灼熱牢獄
小癪な魔法攻撃を放つ2匹のハイリザード・クレリックが、隕石にも似た特大の火の玉によって焼かれ、跡形もなく消え去っていく。視界上にチラリと見える小さな腕が戻ると共に、俺の視界が再び覆われた。
「打ち解けた瞬間ベッタリとはね……溜め込んでたんだろうなあ」
暗闇に包まれた視界でも、音をたどれば誰がどこにいるかわかる。俺の右隣を歩くトルダは、呆れたような声色で呟く。
『ダリア。前が見えないんだってば』
『嫌』
頭を包む何かがモゾモゾと動いている。絞め殺さんばかりに両手両足を絡めているダリアは、シンクロを使ってからずっとこの調子で肩車されていた。
少し前まで手を繋ぐに甘んじていたダリアは、恥じらいながらも背中を登り、定位置である肩車のポジションに到達した。それから暫くはシンクロで話しかけても何も答えず、何かを確かめるように頬を擦り付けてきたのだった。
そして現在はこの調子である。体までもがシンクロしてしまったかのような、恐ろしい密着度でもって戦闘をこなしている。
参ったな。ここまでベッタリのダリアもなかなか無いから新鮮なんだが、ここは町中でもないフィールドの中だ。適正レベルより低い部長とトルダがいる手前、あまり気が抜けるような状態は危険が伴う。
望み薄だが、試してみるか。
『魔石あげるからさ』
『食べる』
魔石を1つ取り出してチラつかせてみると、光速で伸びたダリアの手がそれをひったくっていった。頭上でむちゃむちゃと、はしたない音を鳴らして食べているのが聞こえる。
チョロいなおい。
これでは変な人に付いていかないか心配になるレベルだ。シンクロせずともわかるが、この子の食に対する欲は全てを凌駕している。

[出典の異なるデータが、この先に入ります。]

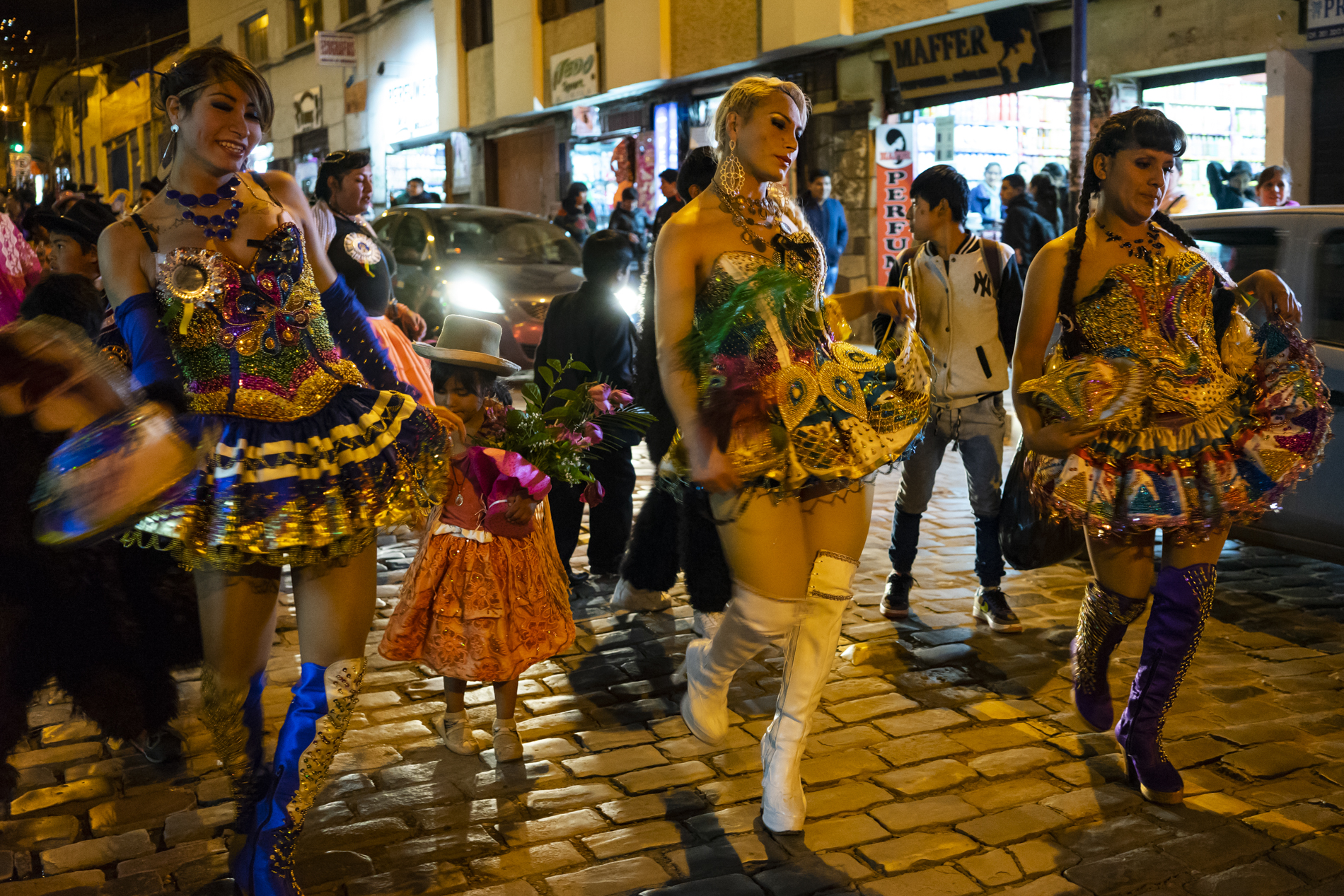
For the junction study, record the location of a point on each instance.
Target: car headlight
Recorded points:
(630, 300)
(472, 296)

『今はモンスターのいるフィールドの中なんだから、ちゃんとしてなきゃダメだぞ』
『わかった』
これを境に蛇のように絡んでいたダリアは、平常時の肩車の形へと戻った。これで部長が嫉妬深い性格だったとしたら大変なことになっていたに違いない。そんな部長はトルダの頭の上でだらしなく体をぶら下げながら、ひたすら暑さに耐えているようだった。
『部長、大丈夫か?』
『あついー しぬよー 水に入りたいー』
もはや、会話すら不可能なほどにダレている。ここまで来たとなれば引き返すのも容易ではないため、彼女にはボス戦まで頑張ってもらうしかない。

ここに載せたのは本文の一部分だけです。